Smith to Sell Irvine Offices, 2 Other Holdings : Firm Looking to Raise $77 Million
Smith International Inc. has agreed to sell three of its real estate properties, including the Irvine headquarters of its largest division, and some manufacturing equipment for $77 million.
Proceeds from the sales are intended to boost the working capital of the Irvine-based oil service company, which has entered a Chapter 11 bankruptcy proceeding to reorganize its debt.
Two of the sales, negotiated last year, were revealed in documents filed by Smith this week with the Securities and Exchange Commission.
The audited financial statements in that annual report were the first in three years to receive an unqualified opinion from Smith’s auditors. The prior years’ statements were qualified because of the auditors’ concern over Smith’s litigation with archrival Hughes Tool Co. In February, a federal judge awarded Hughes $204.8 million for Smith’s infringement on a Hughes patent.
Pending Court Approval
The three property sales are expected to close in 60 to 90 days, pending approval by the bankruptcy court.

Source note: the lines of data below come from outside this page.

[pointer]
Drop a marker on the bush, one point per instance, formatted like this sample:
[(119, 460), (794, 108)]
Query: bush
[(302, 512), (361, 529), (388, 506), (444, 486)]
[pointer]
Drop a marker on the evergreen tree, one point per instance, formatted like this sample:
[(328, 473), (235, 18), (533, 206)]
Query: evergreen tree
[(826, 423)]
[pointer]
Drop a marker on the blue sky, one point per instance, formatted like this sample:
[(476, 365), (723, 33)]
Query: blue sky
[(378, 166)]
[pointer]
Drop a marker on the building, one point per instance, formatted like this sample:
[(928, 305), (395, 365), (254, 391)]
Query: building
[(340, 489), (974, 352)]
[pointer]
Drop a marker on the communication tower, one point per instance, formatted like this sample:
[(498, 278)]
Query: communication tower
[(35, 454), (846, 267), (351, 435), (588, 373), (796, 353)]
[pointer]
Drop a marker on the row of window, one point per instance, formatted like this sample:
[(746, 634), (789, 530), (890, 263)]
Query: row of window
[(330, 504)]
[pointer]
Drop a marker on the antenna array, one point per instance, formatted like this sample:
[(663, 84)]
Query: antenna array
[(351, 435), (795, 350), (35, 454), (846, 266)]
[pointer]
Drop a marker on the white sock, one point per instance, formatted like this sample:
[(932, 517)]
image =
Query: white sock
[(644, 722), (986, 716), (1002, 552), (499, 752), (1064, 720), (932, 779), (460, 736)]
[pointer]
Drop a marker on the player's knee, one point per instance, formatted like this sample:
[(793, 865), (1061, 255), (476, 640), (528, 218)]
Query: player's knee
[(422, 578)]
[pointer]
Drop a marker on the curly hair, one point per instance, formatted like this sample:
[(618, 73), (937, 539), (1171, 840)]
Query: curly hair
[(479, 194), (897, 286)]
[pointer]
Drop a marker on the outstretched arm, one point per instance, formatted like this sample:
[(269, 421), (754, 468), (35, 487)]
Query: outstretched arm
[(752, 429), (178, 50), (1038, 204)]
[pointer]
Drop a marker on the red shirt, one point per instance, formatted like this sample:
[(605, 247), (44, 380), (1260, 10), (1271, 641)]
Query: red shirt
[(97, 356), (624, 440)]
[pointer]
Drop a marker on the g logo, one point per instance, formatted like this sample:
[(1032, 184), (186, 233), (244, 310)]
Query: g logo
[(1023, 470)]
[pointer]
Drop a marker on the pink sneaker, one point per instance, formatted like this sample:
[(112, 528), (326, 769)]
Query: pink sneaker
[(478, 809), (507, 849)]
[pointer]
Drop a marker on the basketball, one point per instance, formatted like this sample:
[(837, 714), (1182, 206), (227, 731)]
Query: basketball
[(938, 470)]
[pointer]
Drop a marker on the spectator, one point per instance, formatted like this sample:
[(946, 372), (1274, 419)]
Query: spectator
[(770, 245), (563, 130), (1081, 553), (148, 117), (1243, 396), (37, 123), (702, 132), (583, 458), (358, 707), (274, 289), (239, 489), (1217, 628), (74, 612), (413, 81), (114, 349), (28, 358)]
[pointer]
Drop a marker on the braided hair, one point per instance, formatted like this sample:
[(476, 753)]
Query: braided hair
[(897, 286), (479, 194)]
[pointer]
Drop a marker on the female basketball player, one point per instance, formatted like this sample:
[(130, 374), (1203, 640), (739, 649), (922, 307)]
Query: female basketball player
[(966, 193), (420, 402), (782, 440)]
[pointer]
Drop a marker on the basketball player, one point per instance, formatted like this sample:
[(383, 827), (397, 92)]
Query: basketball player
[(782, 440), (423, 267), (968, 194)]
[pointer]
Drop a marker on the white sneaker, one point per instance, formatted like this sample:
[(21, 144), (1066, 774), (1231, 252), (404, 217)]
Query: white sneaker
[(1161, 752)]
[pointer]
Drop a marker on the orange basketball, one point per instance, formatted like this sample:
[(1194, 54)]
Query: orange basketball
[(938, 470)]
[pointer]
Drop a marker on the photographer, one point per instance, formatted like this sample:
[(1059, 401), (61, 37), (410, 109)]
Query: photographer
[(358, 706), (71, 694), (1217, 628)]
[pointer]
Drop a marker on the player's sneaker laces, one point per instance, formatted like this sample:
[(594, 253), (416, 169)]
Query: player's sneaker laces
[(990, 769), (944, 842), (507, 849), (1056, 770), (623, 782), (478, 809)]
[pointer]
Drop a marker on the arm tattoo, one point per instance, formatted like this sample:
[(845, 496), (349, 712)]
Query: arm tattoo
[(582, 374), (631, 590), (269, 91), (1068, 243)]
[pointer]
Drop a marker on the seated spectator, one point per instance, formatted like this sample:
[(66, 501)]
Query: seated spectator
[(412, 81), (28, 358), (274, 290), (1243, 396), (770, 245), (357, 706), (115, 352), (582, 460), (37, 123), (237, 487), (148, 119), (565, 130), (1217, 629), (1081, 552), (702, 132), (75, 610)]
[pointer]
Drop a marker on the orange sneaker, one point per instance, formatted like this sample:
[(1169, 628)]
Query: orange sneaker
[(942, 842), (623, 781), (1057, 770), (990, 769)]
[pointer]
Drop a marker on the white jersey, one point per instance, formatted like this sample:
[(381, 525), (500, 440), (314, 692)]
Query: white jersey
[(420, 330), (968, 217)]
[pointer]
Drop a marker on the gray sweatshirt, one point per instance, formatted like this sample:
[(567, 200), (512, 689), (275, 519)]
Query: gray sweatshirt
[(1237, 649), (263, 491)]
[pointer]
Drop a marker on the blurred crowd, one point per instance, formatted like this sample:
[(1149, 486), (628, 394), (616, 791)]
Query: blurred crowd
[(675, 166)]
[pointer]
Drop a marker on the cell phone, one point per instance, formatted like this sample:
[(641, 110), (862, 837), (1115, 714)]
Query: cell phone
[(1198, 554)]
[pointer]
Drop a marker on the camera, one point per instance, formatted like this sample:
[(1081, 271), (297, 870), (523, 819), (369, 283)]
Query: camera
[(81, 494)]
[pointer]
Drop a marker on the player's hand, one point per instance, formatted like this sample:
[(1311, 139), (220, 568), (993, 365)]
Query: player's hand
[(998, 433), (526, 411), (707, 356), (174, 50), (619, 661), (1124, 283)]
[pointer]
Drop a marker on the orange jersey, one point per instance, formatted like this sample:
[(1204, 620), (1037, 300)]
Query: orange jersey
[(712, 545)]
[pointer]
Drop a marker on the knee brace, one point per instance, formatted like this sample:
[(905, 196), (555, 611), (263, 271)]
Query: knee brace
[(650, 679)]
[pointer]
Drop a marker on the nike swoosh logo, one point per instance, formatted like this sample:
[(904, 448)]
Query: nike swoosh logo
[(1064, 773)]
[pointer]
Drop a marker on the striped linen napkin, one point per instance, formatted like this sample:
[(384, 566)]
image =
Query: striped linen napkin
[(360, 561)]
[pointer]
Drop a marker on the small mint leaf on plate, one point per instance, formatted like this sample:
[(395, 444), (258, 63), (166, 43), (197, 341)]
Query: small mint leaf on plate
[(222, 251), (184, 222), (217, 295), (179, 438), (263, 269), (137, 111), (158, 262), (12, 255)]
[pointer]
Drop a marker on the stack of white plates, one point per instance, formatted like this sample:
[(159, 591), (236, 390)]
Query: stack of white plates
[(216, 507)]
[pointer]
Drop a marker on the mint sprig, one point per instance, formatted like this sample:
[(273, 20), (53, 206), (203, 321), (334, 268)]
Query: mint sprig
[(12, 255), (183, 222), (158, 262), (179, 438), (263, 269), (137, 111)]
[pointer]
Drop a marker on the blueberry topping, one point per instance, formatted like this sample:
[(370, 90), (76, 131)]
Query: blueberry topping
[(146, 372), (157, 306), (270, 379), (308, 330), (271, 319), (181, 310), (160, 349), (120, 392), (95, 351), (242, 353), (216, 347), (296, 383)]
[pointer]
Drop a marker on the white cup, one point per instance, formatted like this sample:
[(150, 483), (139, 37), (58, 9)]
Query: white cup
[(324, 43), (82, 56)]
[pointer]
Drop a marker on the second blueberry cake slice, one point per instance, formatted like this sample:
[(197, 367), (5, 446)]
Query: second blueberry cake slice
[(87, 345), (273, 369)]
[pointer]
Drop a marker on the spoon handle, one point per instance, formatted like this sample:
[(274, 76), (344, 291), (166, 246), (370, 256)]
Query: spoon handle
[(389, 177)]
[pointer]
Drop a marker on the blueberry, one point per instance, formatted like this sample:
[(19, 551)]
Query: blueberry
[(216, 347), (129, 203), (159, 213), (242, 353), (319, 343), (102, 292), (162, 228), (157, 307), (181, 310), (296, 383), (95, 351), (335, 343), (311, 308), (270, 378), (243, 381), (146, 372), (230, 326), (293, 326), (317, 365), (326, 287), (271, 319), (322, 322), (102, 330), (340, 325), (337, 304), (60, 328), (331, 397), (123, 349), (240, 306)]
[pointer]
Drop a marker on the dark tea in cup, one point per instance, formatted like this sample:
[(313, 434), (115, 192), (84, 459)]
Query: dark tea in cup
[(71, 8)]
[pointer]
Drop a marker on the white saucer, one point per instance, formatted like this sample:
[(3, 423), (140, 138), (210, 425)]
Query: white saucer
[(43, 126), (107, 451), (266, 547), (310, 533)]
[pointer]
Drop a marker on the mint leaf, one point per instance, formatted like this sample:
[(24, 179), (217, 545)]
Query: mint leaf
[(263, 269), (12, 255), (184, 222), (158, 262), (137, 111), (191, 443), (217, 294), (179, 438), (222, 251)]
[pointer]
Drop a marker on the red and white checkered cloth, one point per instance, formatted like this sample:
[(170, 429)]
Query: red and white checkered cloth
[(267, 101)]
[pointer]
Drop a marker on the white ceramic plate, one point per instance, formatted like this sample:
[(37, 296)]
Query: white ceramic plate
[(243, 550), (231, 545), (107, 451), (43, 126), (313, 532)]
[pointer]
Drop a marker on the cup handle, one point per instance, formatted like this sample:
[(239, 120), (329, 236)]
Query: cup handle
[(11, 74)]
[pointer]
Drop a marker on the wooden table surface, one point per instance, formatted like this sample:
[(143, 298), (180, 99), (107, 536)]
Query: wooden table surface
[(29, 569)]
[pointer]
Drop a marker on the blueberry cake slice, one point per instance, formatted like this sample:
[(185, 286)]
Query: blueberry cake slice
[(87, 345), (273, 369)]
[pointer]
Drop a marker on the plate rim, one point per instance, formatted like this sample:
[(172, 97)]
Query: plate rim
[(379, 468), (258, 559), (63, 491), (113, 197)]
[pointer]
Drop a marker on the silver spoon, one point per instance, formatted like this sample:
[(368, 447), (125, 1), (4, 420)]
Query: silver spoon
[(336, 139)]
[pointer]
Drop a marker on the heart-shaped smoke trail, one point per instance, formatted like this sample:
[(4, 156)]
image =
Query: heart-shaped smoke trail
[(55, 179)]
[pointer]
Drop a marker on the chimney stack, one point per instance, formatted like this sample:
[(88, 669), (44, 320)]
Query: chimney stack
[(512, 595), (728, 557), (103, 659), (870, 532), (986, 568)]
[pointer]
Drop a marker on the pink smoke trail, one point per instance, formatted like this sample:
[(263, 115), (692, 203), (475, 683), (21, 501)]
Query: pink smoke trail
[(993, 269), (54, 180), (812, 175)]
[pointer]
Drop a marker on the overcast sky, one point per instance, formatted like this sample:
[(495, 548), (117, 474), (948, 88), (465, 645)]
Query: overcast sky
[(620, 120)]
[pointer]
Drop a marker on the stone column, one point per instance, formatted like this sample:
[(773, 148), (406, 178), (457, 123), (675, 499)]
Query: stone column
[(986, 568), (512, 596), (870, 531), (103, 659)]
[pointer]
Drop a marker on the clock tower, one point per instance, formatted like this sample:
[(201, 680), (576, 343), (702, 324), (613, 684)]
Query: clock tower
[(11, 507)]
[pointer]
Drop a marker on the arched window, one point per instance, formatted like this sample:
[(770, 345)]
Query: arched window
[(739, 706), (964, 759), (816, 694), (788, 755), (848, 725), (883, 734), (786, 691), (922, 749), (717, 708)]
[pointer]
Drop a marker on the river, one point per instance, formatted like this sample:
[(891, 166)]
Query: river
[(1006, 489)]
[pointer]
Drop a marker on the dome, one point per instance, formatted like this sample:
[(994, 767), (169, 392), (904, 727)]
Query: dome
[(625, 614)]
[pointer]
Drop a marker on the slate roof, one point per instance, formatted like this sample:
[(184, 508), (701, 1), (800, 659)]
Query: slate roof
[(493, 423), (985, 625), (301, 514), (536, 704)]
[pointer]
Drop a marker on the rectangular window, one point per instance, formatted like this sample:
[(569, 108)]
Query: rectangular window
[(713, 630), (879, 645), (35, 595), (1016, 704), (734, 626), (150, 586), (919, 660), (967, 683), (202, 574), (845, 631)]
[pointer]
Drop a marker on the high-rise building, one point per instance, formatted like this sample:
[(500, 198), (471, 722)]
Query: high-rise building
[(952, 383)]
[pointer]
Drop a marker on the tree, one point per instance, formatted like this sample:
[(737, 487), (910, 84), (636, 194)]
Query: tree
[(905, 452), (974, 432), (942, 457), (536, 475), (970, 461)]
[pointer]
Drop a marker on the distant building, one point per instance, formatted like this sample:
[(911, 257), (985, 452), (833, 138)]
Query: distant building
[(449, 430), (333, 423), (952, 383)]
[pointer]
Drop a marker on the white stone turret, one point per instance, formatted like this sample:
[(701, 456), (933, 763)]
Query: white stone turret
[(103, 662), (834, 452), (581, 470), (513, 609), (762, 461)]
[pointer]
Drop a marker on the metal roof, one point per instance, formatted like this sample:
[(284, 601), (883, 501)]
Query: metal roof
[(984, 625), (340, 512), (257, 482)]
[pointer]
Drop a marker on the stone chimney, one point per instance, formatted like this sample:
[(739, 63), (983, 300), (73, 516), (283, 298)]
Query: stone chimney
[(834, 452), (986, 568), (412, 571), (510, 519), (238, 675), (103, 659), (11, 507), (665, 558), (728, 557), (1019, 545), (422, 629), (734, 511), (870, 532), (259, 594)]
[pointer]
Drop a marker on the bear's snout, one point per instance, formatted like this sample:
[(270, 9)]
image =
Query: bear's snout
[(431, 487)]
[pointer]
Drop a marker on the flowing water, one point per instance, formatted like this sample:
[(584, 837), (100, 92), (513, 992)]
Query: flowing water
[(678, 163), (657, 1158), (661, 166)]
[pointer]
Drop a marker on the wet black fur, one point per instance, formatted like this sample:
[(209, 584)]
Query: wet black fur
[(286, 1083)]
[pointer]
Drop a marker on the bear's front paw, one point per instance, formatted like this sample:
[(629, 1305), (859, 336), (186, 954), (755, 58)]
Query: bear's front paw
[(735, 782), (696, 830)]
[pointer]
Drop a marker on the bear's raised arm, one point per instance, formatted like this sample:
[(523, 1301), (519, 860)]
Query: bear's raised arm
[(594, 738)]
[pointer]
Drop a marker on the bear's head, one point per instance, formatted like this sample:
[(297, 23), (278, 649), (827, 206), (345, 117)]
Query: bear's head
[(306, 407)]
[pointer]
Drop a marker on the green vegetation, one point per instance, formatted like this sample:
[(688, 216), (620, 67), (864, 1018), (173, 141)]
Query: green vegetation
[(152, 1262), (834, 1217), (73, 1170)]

Smith agreed on Dec. 5 to sell the 68-acre headquarters and manufacturing plant of Smith Tool in Irvine to Hillman Properties West Inc. for $46 million and a 10% share in future development of the property.
After the sale closes, Smith Tool has agreed to lease its Irvine headquarters, including 656,000 square feet of buildings, for at least three years, paying an annual rent of $3.5 million.
Jim Follingstad of Frost Trinen Partners in Costa Mesa, Smith’s real estate consultant, said that in three years Smith intends to relocate its Smith Tool division farther north to be closer to the homes of its blue-collar work force, who tend to live in the San Bernardino-Riverside area.
Also, according to SEC documents, Smith has agreed to sell its Dyna-Drill plant, including an 80,000-square-foot manufacturing facility and a 20,000-square-foot office building, to Avel Corp., a Gardena-based cryogenics manufacturer, for $7 million. Avel President Ross Brown declined Thursday to say what he plans to do with the property.
Follingstad said the Dyna-Drill operation, which manufacturers oil-drilling tools, will move into the Smith Tool plant. The consolidation of operations has been made possible by severe production and staff cutbacks at both Dyna-Drill and Smith Tool in the wake of falling oil prices.
Smith has also agreed to sell and lease back 159 acres in Houston for another office park development. The proposed sale of Smith’s Drilco manufacturing plant to J. R. McConnell, sole general partner of the Houston development partnership Hardy 159 LTD., is for $12 million in cash at closing and a $12-million promissory note. Besides land, the sale includes $10 million worth of equipment.
Smith’s Drilco division has agreed to lease back its manufacturing plant and equipment for three years at a rate of $242,000 a month.